According to Grenell, this was all about Kurti “making unilateral moves to reject Serbian IDs and license plates inside Kosovo,” which he called “unnecessary.”
Describing the PM a “far left radical and experienced fascist,” Grenell further called his actions “foolish” and “reckless,” and urged Serbian leaders to “not take the bait.”
“Even the Albanians know Kurti is the problem,” Grenell tweeted. He also blamed Secretary of State Antony Blinken, who met with Kurti and Kosovo president Vjosa Osmani earlier in the week.
US President Joe Biden has “ignored the Balkans,” the envoy added, pointing out that he had negotiated multiple agreements between Kosovo and Serbia under President Donald Trump, trying to overcome the conflict through economic cooperation. Grenell also accused the EU of orchestrating war crimes charges against Kosovo President Hashim Thaci to punish him for working with Trump – resulting in Kurti and Osmani taking power.
During the Trump presidency, Grenell was the US ambassador to Germany, a special envoy for Kosovo, and the acting Director of National Intelligence (February-May 2020).

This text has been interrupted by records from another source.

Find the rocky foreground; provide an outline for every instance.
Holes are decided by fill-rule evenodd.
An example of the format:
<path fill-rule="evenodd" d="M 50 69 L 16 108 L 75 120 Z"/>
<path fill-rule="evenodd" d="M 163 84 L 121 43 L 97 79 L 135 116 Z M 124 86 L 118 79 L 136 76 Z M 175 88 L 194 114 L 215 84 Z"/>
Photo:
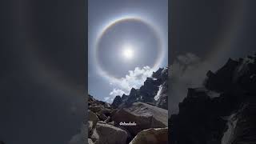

Kurti is a former student activist, whose party Self-determination (Vetevendosje) advocated independence for the breakaway province, refused all negotiations with Belgrade, and even championed unification with Albania. He had become prime minister in early 2020, but was ousted after just over a month in a no-confidence vote. He returned to power a year later, with a two-thirds majority.
In the last minutes of Sunday, Kurti’s government announced that it would “postpone” the implementations of its document policy, after a request from US ambassador in Pristina, Jeffrey Hovenier.
NATO occupied Kosovo in 1999, after a 78-day air war against what was then Yugoslavia. The province declared independence in 2008, with Western support. While the US and most of its allies have recognized it, Serbia, Russia, China and the UN in general have not.